アカイイト日記 その6 総評

・シナリオ
評判どおりの良質ビジュアルノベルでした。一見ホラー系耽美物のようなイメージがありましたが、実際のところそういった要素は控えめに、思ったよりも落ち着いた物語でしたね。


一番の評価点と思ったのが、マルチシナリオノベルゲームの醍醐味である「繰り返しプレイによる物語の重層化」がしっかりと織り込まれていたことです。マルチシナリオといっても、ただ個別ヒロインのルートに入るだけというゲームも結構ありますが(それが悪いというわけではありませんが)、このアカイイトで感じた奥行きは「kanon」や「月姫」といった名作に近いものがありました。バッドエンド、ノーマルエンドにも伏線が張ってあったりしてうならされましたね。


作中時間がたったの4日間というのは微妙なところで、特に初回プレイ時はあっという間に桂と烏月が親密になるのでついていけないほどでした。ただこれも、複数プレイ前提の仕様と考えると巧妙です。主人公にとっては初めての事件、初めて会うキャラでも、プレイヤーにとっては既出でなじみぶかいわけです。

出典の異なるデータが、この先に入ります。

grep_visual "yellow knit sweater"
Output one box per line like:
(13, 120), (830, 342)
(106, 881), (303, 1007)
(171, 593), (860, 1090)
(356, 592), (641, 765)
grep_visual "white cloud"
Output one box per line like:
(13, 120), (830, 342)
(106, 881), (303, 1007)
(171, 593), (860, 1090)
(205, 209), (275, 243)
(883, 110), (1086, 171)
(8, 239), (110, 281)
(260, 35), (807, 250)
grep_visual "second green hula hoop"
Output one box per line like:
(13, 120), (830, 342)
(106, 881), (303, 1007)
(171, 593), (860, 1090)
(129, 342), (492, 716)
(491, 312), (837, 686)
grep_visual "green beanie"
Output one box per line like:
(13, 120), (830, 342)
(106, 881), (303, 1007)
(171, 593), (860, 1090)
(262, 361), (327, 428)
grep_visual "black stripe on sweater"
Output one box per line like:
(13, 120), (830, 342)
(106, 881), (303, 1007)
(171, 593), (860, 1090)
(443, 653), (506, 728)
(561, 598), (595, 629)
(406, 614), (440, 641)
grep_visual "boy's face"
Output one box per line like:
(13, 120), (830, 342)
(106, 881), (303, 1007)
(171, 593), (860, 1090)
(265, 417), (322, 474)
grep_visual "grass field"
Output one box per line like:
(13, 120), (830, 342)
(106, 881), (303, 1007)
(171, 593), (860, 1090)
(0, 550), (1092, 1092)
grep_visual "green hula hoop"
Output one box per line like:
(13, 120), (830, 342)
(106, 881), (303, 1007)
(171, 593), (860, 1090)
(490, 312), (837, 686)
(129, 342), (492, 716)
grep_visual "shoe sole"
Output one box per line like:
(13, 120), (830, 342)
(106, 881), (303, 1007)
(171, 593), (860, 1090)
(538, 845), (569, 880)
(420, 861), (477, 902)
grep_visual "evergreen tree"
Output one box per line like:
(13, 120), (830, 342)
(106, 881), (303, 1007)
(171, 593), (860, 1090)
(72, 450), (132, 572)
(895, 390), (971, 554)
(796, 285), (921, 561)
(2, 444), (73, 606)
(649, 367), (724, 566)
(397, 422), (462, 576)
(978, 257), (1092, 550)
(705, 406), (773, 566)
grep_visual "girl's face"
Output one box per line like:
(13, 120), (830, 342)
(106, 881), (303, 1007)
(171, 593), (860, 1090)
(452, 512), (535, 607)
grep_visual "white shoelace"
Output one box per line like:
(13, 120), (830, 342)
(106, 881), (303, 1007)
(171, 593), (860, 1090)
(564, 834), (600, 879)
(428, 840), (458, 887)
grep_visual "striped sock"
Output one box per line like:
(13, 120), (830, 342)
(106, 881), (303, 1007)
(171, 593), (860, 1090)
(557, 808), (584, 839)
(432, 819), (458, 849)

だから次第にずっと会っているかのような感覚に陥り、違和感が無くなると。そこまで考えての作りだとしたら、やっぱり良く練られていますね。



・キャラクター
「主人公が『少女』」とパッケージにもあるように、物語が羽藤桂の目線で進むというのが本作の特徴の一つでしょう。なぜあえて少女にしたのかと色々考えさせられます。まず思いつくのが、桂が基本的に受動的な主人公であるということ。あくまで贄の血を引く家系であるだけで、それ以上の力はありません。この手の作品では割と珍しい「守ってもらう」主人公です。おまけに供血しなければなりません。主人公を男性にするといまひとつ弱弱しい上に、血を吸われるところが絵的に萌えないと判断されたのではないでしょうか。


また、主人公を女性にすることで恋愛要素を押さえた物語を構築できるというのもあったことでしょう。百合だ百合だといわれますが、作中での桂のヒロインに対する好意は一応常識的な範囲に収まっており、恋とは言いがたいものがあります。同時に男性キャラを最小限にしたことで、男性プレイヤーと桂との性別差を意識させなくしていると。上手い作りですね。逆に言うとこれ、ヒロインの性別を反転させればそのまま女性向けゲームとしても成功しそうです(アマゾンのレビュー欄でも結構女性多いですね)。


なお各ヒロインについてですが、桂に対して感情移入がいってしまったためか、さほど印象に残らなかったのは惜しかったです。あえて言うなら葛ちゃん良いです。ユメイさんも萌えそうなキャラなんですが、桂に対して献身的なばかりで自己主張が見えなかったのがちょっと残念。



・音楽
オープニング良し、エンディング良し、ラストバトル良し。……あとはさほど印象無し、といったところでしょうか。水準は高い方だと思います。オープニングは何度も聞き返してしまいますが、音楽鑑賞モードが無いというのが悲しい仕様。フルバージョンを聞くにはゲーム本編よりも高価なサウンドトラックを買う必要があり、躊躇してしまうところではあります。



・システム
全体的にそつなくまとまってはいますが、細かな不満もいくつか。まず動作が少々重いこと。スキップにも時間がかかります。このへんは「ひぐらし祭」と比較するとはっきりしてますね。ただ一ルートあたりの所要が短いので致命的ではありません。あとセーブ数が20というのはちょっと少ないかな。分岐図は面白いですが、見るだけではなくどうせなら任意の分岐個所から始められるくらいの便利さは欲しかったです。用語集はうんちくが色々と身について面白かったですね。


吸血ゲージは……まあ無いよりは緊迫感がでて良いのではないでしょうか(汗)。



・総評
物語のインパクトという点では弱いと思います。すごく感動するとかずっと記憶に残るとかそういう感じではないでしょう。でも良く出来た面白い作品であることも間違いないと思いました。上でも書きましたが、ルート変化による練りこまれたシナリオは見物でした。少なくとも2000円というのは格安でしょう。


同スタッフによる新作「アオイシロ」や、なぜか今になって月刊コミックラッシュに掲載されるらしい漫画版「アカイイト -花影抄-」にも期待です。